What weird or wonderful metrics has your team come up with to quantify how well teams are doing.

For pit scouting, we ask where a team starts in autonomous, whether they have an autonomous, where they shoot from in teleop, weight, height, end game ability (2013), and whether they play defense.

In match scouting, we note for autonomous, whether a team has one, if they move, and how many points were scored. For teleop, we note scoring position, number of missed shots, number of scored frisbees, in which goal the frisbees were scored, whether they hang/fail and which bar they hang on.

All of this came from our scouting sheets last year. We tend to wait until the week one regionals before deciding what goes on the sheet.

Things we will be looking for during match scouting

Auto:
high goal: hot or not and how many
low goal: hot or not and how many
mobility: yes or no
goalie: yes or no
blocked shots: how many

Teleop
high goal: how many
low goal:: how many
attempted passes: how many
accepted passes: how many
truss shot: how many
catch: how many
played goalie: yes or no
block shots: how many

that’s just our quantifiable scouting we will also have a small select team of qualitative scouting to give more objective info about robots; as robots this year won’t do everything each match and probably won’t do the same thing each match until elims…

What do you mean by blocked shots in auto? You mean if the robot prevents its partners from scoring? If not, remember G15 for your own autonomous strategy.

In auto mode you can start in your goalie zone and attempt to block your opponents shots.

Our team spent more time talking about this than I would have like; however we came to the conclusion that most conventional questions are pointless. It is very easy to talk to people in the pits and tell them how good your robot is but its totally different to prove it on the field. So, this season we are not going to spend a lot of time in the pits but have six scouter in the stands and watching every bot out there to see how they perform, for the simple fact that words only mean so much. Frankly wheels do not matter, frame doesn’t matter, drive does not matter, but how a team uses these thing is the most important. A team could have the worst set up but still be an amazing robot. As for pit questions the only reason that we say to ask about others bots (other than interest) is to see how well it is put together and how it could fail and/or to see if they could get called for anything in the match like popping a ball. Hope someone find this useful and if you would like I will upload a copy of our scouting sheet.

AMEN!
My team seems to think that walking around in the pits and asking ridiculous questions is scouting…I believe this is because they find it more fun than doing the necessary real work in the stands. I do think that some “public relations” is necessary, but data is obtained by watching matches and seeing what robots can do. Taking that data to conversations with other teams is analysis and shows alliance leadership.

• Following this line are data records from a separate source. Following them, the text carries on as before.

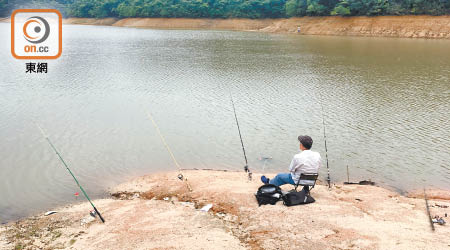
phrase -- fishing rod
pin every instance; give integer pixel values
(325, 139)
(247, 170)
(180, 174)
(428, 210)
(68, 169)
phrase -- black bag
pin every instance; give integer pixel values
(293, 198)
(268, 194)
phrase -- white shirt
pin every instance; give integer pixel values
(307, 162)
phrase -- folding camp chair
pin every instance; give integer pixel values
(308, 181)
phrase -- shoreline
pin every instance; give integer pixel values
(150, 210)
(435, 27)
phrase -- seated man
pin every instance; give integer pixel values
(307, 162)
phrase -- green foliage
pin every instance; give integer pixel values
(232, 8)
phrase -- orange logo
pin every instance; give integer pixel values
(36, 34)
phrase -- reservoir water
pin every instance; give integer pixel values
(386, 109)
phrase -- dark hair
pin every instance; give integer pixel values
(306, 141)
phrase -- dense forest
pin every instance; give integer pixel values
(232, 8)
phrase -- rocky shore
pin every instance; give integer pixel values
(159, 212)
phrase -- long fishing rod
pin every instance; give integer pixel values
(325, 139)
(428, 209)
(240, 137)
(180, 174)
(68, 169)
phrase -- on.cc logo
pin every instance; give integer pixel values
(36, 29)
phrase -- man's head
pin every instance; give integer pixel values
(305, 141)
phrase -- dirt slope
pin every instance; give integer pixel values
(158, 212)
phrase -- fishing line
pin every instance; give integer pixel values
(180, 173)
(325, 139)
(68, 169)
(428, 210)
(240, 137)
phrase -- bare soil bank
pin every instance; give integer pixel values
(158, 212)
(384, 26)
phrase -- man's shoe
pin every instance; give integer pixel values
(264, 179)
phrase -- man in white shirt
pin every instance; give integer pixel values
(307, 162)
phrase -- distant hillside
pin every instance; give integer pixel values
(254, 9)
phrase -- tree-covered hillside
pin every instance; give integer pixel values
(232, 8)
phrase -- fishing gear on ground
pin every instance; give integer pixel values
(68, 169)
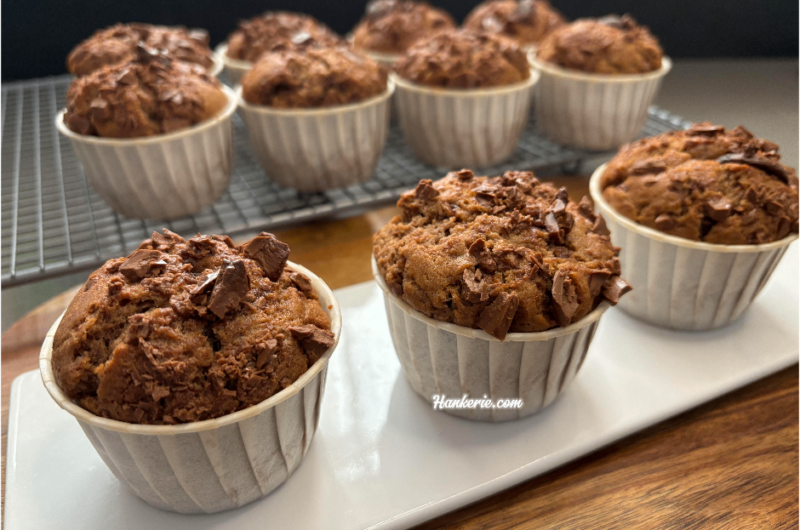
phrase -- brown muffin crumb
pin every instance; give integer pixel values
(392, 26)
(706, 184)
(503, 254)
(118, 43)
(152, 94)
(183, 331)
(464, 59)
(609, 45)
(526, 21)
(313, 78)
(276, 31)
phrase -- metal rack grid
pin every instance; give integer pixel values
(52, 223)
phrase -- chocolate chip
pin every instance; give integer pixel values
(314, 341)
(718, 209)
(270, 254)
(565, 298)
(768, 166)
(230, 288)
(665, 222)
(141, 264)
(496, 318)
(614, 288)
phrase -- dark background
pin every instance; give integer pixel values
(36, 35)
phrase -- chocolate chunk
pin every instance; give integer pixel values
(665, 222)
(614, 288)
(718, 209)
(230, 288)
(767, 165)
(141, 264)
(496, 318)
(270, 254)
(565, 298)
(314, 341)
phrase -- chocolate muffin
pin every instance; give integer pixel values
(464, 59)
(526, 21)
(149, 95)
(183, 331)
(278, 30)
(392, 26)
(609, 45)
(501, 254)
(706, 184)
(319, 77)
(118, 43)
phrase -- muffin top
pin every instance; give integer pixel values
(183, 331)
(392, 26)
(500, 254)
(152, 94)
(526, 21)
(464, 59)
(609, 45)
(706, 184)
(278, 30)
(118, 43)
(318, 77)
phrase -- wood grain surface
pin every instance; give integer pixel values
(733, 463)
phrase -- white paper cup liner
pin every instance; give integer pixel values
(593, 111)
(457, 128)
(319, 149)
(159, 177)
(440, 358)
(217, 464)
(683, 284)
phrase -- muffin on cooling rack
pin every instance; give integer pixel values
(463, 97)
(186, 351)
(272, 31)
(153, 134)
(705, 215)
(526, 21)
(118, 44)
(502, 264)
(318, 118)
(390, 27)
(599, 76)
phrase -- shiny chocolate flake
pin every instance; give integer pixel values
(231, 287)
(270, 254)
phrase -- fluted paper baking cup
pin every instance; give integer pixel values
(319, 149)
(444, 359)
(217, 464)
(456, 128)
(161, 177)
(683, 284)
(593, 111)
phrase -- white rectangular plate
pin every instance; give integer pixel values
(382, 458)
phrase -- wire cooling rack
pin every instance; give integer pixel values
(52, 223)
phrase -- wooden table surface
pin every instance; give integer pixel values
(733, 463)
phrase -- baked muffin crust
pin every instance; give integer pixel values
(392, 26)
(706, 184)
(152, 94)
(183, 331)
(503, 254)
(313, 78)
(118, 43)
(526, 21)
(464, 59)
(276, 31)
(609, 45)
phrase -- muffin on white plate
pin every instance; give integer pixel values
(599, 76)
(318, 118)
(153, 135)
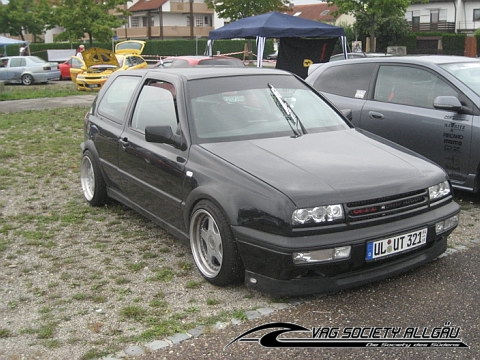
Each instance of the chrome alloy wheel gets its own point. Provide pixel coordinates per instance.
(206, 243)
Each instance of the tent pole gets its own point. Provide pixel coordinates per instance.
(344, 46)
(260, 49)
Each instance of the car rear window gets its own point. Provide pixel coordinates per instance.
(350, 80)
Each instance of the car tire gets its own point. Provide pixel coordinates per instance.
(27, 79)
(213, 246)
(93, 184)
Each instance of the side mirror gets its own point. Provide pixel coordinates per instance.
(449, 103)
(164, 135)
(347, 113)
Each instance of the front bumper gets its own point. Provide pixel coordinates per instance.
(269, 264)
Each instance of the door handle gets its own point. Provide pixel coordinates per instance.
(375, 115)
(124, 142)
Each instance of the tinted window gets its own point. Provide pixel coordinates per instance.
(248, 108)
(410, 86)
(114, 103)
(351, 80)
(468, 73)
(17, 62)
(155, 107)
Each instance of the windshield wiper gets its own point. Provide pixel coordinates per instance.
(292, 118)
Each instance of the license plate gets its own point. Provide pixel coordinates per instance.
(395, 245)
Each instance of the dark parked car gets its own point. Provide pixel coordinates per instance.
(265, 179)
(429, 104)
(27, 70)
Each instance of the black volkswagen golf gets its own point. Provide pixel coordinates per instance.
(268, 183)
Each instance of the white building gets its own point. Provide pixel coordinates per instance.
(460, 16)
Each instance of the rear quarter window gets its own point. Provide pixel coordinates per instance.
(350, 80)
(114, 103)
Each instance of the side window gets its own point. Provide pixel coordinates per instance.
(351, 80)
(155, 106)
(407, 85)
(17, 62)
(76, 63)
(115, 101)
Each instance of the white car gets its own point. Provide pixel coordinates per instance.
(27, 70)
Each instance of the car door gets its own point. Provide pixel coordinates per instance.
(401, 109)
(108, 123)
(4, 70)
(154, 172)
(16, 68)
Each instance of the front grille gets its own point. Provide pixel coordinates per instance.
(386, 206)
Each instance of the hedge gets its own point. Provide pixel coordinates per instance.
(159, 47)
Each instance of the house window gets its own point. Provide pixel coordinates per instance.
(476, 14)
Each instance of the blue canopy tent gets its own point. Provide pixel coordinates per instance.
(4, 41)
(293, 32)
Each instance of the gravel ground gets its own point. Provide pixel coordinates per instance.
(96, 282)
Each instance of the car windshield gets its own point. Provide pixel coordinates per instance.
(246, 108)
(468, 73)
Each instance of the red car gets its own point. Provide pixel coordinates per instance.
(73, 62)
(199, 60)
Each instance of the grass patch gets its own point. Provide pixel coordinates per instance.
(50, 90)
(4, 333)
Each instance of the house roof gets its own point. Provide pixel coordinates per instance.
(318, 12)
(143, 5)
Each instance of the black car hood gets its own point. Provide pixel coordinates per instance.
(330, 167)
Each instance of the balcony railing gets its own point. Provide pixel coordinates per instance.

Is anybody planning on taking any sort of defense into account.

Such as
-shots blocked
-other team’s time wasted

It will be a factor but i think blocking is going to be a very important part to scoring robots, because your bot will not always need or have a ball so instead of just sitting there it will be important to block or waste time will not wasting your own.:smiley:

If a robot can pass and catch, as well as their passing accuracy/distance will be the biggest thing my team will look for this year and be asking in the pits.